Hi,
It looks like you forgot to attach the file or the list stripped it :)
On Mon, Jan 13, 2014 at 12:01 PM, Darod Zyree darodzyree@gmail.com wrote:
On Mon, 2014-01-13 at 11:47 +1300, Clint Dilks wrote:
Hi,
How about using rpm to see what extra packages are installed then we may
be
able to work out why.
Perform a Manual install and save the result of rpm -qa | sort, then run your KickStart based installed and run the same command. A diff between the two results should show whats extra packages are being installed. :)
On Mon, Jan 13, 2014 at 11:37 AM, Darod Zyree darodzyree@gmail.com
wrote:
On Sun, 2014-01-12 at 22:20 +0000, Karanbir Singh wrote:
On 01/12/2014 10:10 PM, Darod Zyree wrote:
Hi,
Does anyone know why an Anaconda Kickstart installation deploys
more
rpm
packages than a manual "basic" installation?
In both cases the following package groups were installed/used
according
to anaconda-ks.cfg in root home directory: @core, @server-policy, @workstation-policy
what ones are more or which ones are missing ?
also compare the anaconda-ks.cfg left behind on both attempts, are
you
sure the %packages section looks identical ?
My kickstart installation does 397 RPM packages.
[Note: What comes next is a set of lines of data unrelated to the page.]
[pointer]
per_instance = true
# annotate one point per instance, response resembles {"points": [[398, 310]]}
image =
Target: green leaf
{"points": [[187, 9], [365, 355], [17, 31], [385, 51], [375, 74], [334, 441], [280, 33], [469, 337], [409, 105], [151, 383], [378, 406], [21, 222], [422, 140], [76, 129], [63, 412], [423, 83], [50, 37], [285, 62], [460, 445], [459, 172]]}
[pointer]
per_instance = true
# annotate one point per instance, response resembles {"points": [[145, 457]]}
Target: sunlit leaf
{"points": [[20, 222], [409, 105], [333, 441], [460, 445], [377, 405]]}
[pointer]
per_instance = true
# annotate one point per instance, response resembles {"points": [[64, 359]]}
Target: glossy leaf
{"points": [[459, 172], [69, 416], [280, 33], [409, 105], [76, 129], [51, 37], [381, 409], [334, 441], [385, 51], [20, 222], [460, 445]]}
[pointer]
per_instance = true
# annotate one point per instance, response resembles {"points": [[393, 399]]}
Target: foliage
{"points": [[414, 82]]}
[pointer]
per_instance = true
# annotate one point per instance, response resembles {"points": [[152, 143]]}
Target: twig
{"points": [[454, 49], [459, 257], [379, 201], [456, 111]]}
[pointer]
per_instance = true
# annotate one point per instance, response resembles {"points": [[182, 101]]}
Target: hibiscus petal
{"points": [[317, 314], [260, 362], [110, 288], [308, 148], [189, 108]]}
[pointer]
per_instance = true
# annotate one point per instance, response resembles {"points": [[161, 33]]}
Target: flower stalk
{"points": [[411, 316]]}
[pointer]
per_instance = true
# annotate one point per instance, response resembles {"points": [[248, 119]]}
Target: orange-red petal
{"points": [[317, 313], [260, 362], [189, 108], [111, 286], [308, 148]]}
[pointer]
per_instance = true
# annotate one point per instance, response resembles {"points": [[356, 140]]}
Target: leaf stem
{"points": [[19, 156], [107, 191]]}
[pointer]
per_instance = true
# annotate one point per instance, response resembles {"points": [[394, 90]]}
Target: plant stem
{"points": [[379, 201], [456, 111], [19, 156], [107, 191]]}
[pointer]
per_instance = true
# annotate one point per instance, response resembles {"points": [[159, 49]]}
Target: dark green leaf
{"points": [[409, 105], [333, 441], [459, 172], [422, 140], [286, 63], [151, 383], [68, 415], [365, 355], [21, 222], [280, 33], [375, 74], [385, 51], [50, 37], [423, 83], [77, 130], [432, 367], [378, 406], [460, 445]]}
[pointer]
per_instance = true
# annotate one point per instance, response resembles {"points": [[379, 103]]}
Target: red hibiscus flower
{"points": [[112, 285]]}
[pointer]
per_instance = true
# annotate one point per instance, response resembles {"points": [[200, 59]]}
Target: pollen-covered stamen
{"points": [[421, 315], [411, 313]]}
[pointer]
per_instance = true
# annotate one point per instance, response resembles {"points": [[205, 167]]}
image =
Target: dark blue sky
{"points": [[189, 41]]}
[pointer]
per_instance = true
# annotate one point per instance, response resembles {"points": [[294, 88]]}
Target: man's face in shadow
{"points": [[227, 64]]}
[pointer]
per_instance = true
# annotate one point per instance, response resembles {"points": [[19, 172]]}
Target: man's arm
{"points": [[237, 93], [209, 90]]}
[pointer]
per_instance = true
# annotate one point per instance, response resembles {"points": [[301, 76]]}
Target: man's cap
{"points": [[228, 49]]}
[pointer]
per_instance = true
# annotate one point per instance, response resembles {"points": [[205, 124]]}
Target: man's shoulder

A manual installation does 217 RPM packages.
My kickstart installation uses only an OS repository; no updates, epel or anything like that for this test.
This repository was created using rsync and centos 6.5 iso.
Kickstart package list: %packages @core @server-policy @workstation-policy
Which is the same as choosing the "minimal" installation type during manual anaconda as shown in the /root/anaconda-ks.cfg file after the manual installation is completed.